Director and Principal Consultant
Fifty years ago, the physicist C. P Snow coined the "two cultures" to describe the failure of communication between the sciences and the humanities. Snow argued that mutual ignorance and incomprehension were a hindrance to tackling the challenges of his day. For all its flaws, Snow's thesis remains worryingly relevant, no less to OSINT professionals. Our discipline is increasingly divided between analysts and technologists: the former struggle to grasp technology's potential, while the latter often fail to appreciate the human challenges associated with OSINT collection and analysis. Mutual incomprehension extends to all aspects of our work: analysts are tasked with anticipating the future; technologists with building it. Analysts grapple the with messiness and uncertainty of global affairs and the limits of human cognition; technologists are expected to answer the most complex questions using binary truths. Bridging these cultures is essential to making OSINT the dominant intelligence paradigm of the 21st century. This talk will explore what effect these cultures are having on the business of open source intelligence and how the resulting problems can be alleviated. Further, it will explore whether OSINT professionals can work towards the much-discussed "third culture", one founded on a mutual understanding of how information - as both a physical entity and theoretical construct - can help tackle the challenges of our day.

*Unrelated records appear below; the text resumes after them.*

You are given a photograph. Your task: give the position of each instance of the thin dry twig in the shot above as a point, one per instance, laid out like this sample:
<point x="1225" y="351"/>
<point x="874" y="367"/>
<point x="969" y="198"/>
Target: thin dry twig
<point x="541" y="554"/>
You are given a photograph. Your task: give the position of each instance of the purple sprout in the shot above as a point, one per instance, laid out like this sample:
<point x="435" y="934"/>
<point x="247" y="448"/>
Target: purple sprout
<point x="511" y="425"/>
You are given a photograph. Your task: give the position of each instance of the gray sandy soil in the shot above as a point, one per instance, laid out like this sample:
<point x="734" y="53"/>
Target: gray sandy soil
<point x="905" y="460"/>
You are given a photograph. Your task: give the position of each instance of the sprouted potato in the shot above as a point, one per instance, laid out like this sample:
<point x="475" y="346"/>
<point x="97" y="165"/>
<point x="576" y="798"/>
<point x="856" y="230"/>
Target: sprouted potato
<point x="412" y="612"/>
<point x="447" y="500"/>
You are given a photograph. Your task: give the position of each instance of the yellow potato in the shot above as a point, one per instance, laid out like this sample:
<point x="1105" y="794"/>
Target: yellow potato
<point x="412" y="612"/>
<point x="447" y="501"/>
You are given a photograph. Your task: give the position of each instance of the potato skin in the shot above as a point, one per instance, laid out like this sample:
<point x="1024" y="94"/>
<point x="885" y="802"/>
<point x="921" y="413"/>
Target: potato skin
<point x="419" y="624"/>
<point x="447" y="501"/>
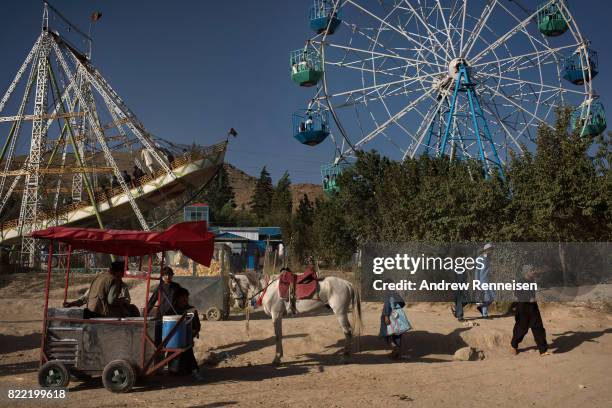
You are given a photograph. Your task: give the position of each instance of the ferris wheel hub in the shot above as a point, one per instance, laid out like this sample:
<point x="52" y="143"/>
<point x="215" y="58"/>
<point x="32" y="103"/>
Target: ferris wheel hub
<point x="454" y="64"/>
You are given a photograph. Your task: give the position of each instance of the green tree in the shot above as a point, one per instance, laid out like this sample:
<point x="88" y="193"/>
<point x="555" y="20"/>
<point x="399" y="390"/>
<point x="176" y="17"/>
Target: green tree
<point x="301" y="242"/>
<point x="261" y="200"/>
<point x="332" y="240"/>
<point x="282" y="205"/>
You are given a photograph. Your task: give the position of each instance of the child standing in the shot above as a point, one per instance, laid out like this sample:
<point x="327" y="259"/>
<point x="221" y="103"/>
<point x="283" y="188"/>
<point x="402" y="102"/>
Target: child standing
<point x="393" y="317"/>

Chris Pallaris is the Director and Principal Consultant of i-intelligence. He leads and coordinates the company’s training and consulting activities in Switzerland and beyond. Previous to this, Chris served as Executive Editor and Head of Strategy and Open Source Intelligence at the International Relations and Security Network (ISN), ETH Zurich. He established the ISN’s OSINT unit and coordinated its intelligence-related projects with Swiss and European stakeholders. Earlier, he served as the ISN’s Executive Editor where he led the development of the organization’s news and information services and its global network of partners and correspondents. His professional experience also includes competitive intelligence, journalism, information and knowledge management, network building, strategy consulting, and organizational development. A graduate of the London School of Economics and Political Science, Chris serves on the board of the European Open Source Intelligence (EUROSINT) Forum, where he also chairs a working group on best practices in OSINT.